Phytoplankton pasta at Craigie on Main

Address and phone: 843 Main St, Cambridge, MA (617-497-5511)
Website: craigieonmain.com

Hiersteiner says: "No one deserves more credit for the great leap forward in Boston's dining scene than Tony Maws. The famously intense, Sox cap wearing native son helped bring reinvigorated food attention to the city with his brilliant "refined rustic" cooking at Craigie on Main, for which he won a 2011 James Beard Award for Best Chef: Northeast. He also owns and runs its more casual sister restaurant, Kirkland Tap & Trotter. 
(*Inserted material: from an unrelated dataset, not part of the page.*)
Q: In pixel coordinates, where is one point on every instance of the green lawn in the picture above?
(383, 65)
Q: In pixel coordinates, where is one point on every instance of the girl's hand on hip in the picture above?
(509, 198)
Although Maws made his name with booming nose-to-tail cooking, exemplified by the crispy pig's head for two that he popularized at Craigie on Main, his finesse, technique, and sense of place jump out in dishes like my bucket list pasta plate: phytoplankton pasta a la chitarra with uni and clams. By incorporating freeze dried, powdered microscopic seaweed into pasta dough and layering the cooked noodles with sweet local clams and luscious uni, Maws and his new Craigie chef de cuisine, Aaaron Chambers, created a singularly explosive, briny, verdant bite of coastal New England. I remember feeling transported to my childhood, standing on a wind-whipped, salt-sprayed Cape Cod beach with my grandmother, when I tasted it - and more than a little bereft when the last bite was gone." 
 

Uni Udon Carbonara at Marugame Monzo

Address and phone: 329 E 1st St, Los Angeles, CA (213-346-9762)
Website: N/A

Cushman says: "We found Marugame Monzo by accident. We were waiting in line for ramen at Daikokuya in downtown L.A. when Marugame opened its doors, so we popped our heads in to see what was going on next door. Inside we found a food bar separated by a giant window, and behind that glass chefs were preparing handmade udon noodles, made fresh and cut to order. The next day we went back to try the menu and discovered their quintessential noodle dish, "Uni Udon Carbonara." The texture of the udon noodle is perfect; it's toothy and adeptly picks up the sauce. The restaurant uses different rouxs like curry and cream as a base for the dish. It was very Japanese with a little Italian twist."